136 - Bowen Zhang , Yifan Liu , Zhi Tian 2021
Semantic segmentation requires per-pixel prediction for a given image. Typically, the output resolution of a segmentation network is severely reduced due to the downsampling operations in the CNN backbone. Most previous methods employ upsampling decoders to recover the spatial resolution. Various decoders were designed in the literature. Here, we propose a novel decoder, termed dynamic neural representational decoder (NRD), which is simple yet significantly more efficient. As each location on the encoders output corresponds to a local patch of the semantic labels, in this work, we represent these local patches of labels with compact neural networks. This neural representation enables our decoder to leverage the smoothness prior in the semantic label space, and thus makes our decoder more efficient.
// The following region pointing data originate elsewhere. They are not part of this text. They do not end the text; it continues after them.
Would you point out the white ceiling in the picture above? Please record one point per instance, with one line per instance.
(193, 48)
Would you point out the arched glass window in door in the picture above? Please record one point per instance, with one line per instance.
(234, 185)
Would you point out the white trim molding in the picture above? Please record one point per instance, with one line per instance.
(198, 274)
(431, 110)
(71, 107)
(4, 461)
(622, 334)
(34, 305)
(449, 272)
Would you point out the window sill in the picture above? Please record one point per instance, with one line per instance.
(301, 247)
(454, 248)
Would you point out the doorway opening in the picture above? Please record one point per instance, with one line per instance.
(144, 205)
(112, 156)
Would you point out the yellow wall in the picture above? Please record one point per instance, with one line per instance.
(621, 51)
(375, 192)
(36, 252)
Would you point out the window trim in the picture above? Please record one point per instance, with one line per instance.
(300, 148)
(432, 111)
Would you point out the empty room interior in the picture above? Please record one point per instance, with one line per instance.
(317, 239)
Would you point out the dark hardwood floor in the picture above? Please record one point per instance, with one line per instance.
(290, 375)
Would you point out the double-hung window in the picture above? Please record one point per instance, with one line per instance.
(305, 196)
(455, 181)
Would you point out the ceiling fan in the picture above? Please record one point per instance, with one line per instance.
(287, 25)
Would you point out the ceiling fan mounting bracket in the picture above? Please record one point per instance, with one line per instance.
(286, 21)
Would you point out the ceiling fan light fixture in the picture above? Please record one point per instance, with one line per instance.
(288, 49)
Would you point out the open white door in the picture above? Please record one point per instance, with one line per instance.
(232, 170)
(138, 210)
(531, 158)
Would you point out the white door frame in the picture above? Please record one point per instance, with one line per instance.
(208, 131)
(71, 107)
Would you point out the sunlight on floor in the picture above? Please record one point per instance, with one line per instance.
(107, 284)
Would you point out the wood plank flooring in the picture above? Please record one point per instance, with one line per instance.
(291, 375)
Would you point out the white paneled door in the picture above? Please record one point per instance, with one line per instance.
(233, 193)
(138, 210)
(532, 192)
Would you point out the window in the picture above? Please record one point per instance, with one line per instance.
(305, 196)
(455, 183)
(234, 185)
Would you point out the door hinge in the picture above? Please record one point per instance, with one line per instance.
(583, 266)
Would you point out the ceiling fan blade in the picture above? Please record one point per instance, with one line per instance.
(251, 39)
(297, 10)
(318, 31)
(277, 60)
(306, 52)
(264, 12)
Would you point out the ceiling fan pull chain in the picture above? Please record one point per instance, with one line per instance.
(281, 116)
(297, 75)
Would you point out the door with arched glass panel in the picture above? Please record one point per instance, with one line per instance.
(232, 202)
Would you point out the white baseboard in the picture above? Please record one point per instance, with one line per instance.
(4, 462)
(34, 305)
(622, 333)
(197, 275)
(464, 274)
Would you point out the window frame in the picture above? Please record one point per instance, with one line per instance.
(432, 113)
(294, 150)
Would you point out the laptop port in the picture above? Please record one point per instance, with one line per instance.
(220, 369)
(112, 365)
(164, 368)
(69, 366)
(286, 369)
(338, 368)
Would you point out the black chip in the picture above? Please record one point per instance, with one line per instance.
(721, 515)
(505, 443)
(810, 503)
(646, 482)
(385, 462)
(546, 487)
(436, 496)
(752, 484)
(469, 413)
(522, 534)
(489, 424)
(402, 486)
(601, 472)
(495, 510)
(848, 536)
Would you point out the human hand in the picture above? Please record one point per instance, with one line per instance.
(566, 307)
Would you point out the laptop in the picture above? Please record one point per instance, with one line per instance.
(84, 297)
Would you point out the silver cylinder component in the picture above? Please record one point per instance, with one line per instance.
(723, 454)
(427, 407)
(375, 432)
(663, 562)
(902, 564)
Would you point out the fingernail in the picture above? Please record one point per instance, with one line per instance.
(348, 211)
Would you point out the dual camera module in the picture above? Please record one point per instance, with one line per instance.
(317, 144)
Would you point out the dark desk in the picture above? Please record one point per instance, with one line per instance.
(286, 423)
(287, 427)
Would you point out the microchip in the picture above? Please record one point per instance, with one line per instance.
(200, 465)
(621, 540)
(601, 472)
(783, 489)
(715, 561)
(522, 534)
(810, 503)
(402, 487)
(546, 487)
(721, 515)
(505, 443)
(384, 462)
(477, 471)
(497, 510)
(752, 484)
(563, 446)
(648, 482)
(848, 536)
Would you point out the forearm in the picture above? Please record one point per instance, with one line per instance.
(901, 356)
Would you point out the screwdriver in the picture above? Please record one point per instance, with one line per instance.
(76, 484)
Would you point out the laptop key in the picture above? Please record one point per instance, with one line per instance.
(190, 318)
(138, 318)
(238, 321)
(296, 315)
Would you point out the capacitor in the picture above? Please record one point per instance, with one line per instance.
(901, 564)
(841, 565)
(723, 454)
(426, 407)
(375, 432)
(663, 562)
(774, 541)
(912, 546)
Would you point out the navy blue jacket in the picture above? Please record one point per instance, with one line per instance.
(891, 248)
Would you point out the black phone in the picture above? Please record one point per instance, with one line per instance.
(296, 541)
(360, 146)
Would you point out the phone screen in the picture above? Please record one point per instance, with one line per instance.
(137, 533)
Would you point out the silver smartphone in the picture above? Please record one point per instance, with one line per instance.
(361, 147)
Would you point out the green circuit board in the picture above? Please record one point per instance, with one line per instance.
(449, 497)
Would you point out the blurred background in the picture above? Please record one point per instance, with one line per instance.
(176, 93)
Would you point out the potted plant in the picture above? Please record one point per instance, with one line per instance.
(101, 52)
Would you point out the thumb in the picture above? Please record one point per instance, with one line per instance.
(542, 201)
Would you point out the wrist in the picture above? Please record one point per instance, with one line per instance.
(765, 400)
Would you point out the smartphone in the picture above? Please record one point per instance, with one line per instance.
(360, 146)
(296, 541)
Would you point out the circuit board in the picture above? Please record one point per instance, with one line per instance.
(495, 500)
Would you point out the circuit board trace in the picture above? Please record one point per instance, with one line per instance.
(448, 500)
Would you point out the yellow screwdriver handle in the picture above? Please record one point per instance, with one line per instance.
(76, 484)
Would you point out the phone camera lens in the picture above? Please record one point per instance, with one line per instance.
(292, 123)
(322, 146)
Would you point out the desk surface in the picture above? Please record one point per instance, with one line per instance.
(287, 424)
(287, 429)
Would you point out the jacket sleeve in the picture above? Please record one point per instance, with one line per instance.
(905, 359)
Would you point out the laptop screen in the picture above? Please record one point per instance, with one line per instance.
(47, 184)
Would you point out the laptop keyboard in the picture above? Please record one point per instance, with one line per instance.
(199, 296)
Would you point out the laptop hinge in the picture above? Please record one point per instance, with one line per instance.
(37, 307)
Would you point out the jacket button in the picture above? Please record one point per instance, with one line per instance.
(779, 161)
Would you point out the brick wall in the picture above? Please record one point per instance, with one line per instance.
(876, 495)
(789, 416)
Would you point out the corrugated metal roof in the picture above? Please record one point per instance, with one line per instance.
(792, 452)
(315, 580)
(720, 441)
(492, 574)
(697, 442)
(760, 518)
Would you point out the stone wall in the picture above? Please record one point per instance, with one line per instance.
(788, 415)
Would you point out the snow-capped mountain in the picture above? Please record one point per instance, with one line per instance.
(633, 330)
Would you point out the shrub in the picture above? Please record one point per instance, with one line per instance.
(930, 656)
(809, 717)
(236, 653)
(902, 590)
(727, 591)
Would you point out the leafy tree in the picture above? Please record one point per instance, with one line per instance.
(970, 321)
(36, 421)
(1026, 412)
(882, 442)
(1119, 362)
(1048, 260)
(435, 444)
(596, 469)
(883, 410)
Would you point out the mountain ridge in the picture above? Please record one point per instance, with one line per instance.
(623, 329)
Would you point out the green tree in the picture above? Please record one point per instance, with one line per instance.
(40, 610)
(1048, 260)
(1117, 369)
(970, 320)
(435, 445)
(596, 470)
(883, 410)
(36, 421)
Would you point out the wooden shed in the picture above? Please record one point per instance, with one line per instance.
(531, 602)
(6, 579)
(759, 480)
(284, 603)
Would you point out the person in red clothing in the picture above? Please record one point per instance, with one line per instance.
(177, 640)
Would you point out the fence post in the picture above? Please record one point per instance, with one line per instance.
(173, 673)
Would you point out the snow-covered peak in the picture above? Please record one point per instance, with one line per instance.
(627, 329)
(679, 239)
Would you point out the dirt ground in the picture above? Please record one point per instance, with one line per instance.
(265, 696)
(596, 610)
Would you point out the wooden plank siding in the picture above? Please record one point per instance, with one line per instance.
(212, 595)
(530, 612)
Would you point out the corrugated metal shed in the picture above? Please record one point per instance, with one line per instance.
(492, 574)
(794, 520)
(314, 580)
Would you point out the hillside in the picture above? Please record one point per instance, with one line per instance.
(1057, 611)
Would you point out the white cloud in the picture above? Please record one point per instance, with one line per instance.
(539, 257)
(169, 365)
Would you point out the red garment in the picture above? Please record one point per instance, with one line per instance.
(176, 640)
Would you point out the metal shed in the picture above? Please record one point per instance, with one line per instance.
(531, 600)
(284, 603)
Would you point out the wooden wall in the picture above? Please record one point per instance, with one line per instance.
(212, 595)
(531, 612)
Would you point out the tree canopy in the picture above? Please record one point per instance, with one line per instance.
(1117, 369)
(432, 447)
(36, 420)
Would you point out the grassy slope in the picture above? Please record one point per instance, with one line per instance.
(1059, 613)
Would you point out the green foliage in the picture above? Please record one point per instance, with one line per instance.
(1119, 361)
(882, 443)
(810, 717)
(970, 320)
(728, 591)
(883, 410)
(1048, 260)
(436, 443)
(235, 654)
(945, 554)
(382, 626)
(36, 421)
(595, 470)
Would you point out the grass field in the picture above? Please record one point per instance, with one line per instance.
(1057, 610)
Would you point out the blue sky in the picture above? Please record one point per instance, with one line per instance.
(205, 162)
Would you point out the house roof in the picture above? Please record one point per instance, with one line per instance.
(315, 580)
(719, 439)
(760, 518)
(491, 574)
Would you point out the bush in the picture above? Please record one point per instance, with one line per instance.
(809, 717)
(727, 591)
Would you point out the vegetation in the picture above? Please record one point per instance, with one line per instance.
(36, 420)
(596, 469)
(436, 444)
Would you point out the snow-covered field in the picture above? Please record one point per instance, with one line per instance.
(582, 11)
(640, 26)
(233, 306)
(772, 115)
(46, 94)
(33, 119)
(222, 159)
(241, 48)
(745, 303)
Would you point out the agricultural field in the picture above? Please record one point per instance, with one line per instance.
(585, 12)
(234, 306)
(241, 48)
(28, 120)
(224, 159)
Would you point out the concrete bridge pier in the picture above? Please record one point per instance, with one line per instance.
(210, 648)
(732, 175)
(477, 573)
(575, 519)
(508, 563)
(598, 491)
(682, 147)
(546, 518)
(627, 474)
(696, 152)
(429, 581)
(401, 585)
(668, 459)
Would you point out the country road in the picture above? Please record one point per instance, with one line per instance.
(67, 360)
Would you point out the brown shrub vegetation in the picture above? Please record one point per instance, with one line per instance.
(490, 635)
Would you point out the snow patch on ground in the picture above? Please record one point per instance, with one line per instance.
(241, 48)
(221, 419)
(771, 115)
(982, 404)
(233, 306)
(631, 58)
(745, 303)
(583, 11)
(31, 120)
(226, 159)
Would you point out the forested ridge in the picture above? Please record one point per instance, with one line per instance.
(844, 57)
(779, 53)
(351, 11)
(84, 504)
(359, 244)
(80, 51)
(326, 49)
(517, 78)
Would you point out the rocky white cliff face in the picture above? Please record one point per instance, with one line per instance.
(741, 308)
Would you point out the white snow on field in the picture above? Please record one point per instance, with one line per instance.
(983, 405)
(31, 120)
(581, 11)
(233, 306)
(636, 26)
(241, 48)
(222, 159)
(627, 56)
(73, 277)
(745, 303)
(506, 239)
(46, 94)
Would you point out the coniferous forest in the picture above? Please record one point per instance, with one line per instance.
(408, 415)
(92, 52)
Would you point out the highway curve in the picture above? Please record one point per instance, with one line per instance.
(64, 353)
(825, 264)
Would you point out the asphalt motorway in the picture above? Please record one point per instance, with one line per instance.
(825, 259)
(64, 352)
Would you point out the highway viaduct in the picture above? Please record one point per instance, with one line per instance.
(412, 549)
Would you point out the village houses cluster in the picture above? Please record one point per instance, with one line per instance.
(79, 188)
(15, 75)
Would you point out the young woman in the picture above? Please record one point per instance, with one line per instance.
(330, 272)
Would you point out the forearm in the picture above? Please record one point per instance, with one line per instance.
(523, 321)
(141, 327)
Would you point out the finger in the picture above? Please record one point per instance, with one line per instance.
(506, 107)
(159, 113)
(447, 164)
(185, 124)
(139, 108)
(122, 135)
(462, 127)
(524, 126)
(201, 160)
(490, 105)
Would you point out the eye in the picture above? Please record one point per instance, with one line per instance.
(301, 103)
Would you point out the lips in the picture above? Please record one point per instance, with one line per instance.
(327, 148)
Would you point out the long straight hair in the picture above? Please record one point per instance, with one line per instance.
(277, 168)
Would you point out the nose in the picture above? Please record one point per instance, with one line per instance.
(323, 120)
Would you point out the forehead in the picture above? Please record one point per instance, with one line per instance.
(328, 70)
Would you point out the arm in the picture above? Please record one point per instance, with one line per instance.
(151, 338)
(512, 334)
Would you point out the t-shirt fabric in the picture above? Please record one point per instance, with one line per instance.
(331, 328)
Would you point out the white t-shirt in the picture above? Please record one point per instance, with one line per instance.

Furthermore, these neural representations are dynamically generated and conditioned on the outputs of the encoder networks. The desired semantic labels can be efficiently decoded from the neural representations, resulting in high-resolution semantic segmentation predictions. We empirically show that our proposed decoder can outperform the decoder in DeeplabV3+ with only 30% computational complexity, and achieve competitive performance with the methods using dilated encoders with only 15% computation. Experiments on the Cityscapes, ADE20K, and PASCAL Context datasets demonstrate the effectiveness and efficiency of our proposed method.